The litter is the first fathered by Asante, a 7-year-old male cheetah. The NZCBI added in its release that the cubs “appear to be strong, active, vocalizing and nursing well” in their first days of life.
The zoo has not yet determined the sexes of the cheetah cubs as its cheetah keepers are giving Amani space “to bond with and care for her cubs without interference,” the zoo said in a statement. Once the mother cheetah appears comfortable leaving her cubs alone for an extended period, keepers will perform a health check to learn more about the baby animals.
“Seeing Amani successfully care for this litter — her first — with confidence is very rewarding,” Adrienne Crosier, a cheetah biologist at the NZCBI, said in a statement. “Being able to watch our cheetah family grow, play, and explore their surroundings is incredibly special.”
Those interested in seeing Amani and the cubs in real-time can view the NZCBI’s cheetah cub camera live stream, which shows the animals in their den.
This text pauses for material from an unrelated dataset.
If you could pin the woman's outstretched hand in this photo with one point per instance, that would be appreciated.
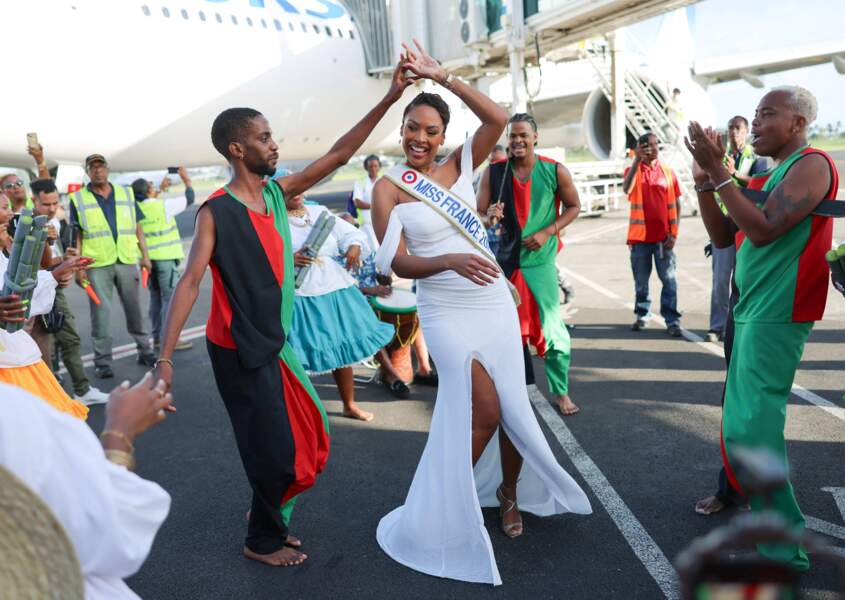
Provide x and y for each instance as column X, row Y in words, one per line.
column 400, row 80
column 422, row 64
“We hope this experience brings Cheetah Cub Cam viewers joy and helps them feel a deeper connection to this vulnerable species,” Crosier added.
Crosier also heads the Association of Zoos & Aquariums’ Cheetah Species Survival Plan (SSP), which “determine[s] which animals to breed by considering their genetic makeup, health, and temperament, among other factors,” according to the statement.
The SSP paired Amani and Asante this summer, and the animals bred naturally on July 2 and 3, according to the NZCBI’s release. Veterinarians confirmed Amani’s pregnancy on Aug. 8 after keepers trained her to participate in ultrasounds voluntarily. The zoo said the two cheetah cubs are a “significant addition to the Cheetah SSP.”
Only about 7,000 – 7,500 cheetahs remain in the wild in sub-Saharan Africa due to conflicts caused by humans that lead to habitat and prey loss, as well as poaching, according to the NZCBI.
The zoo has seen 17 litters of cheetah cubs born at its campus in Front Royal, Virginia, since 2007.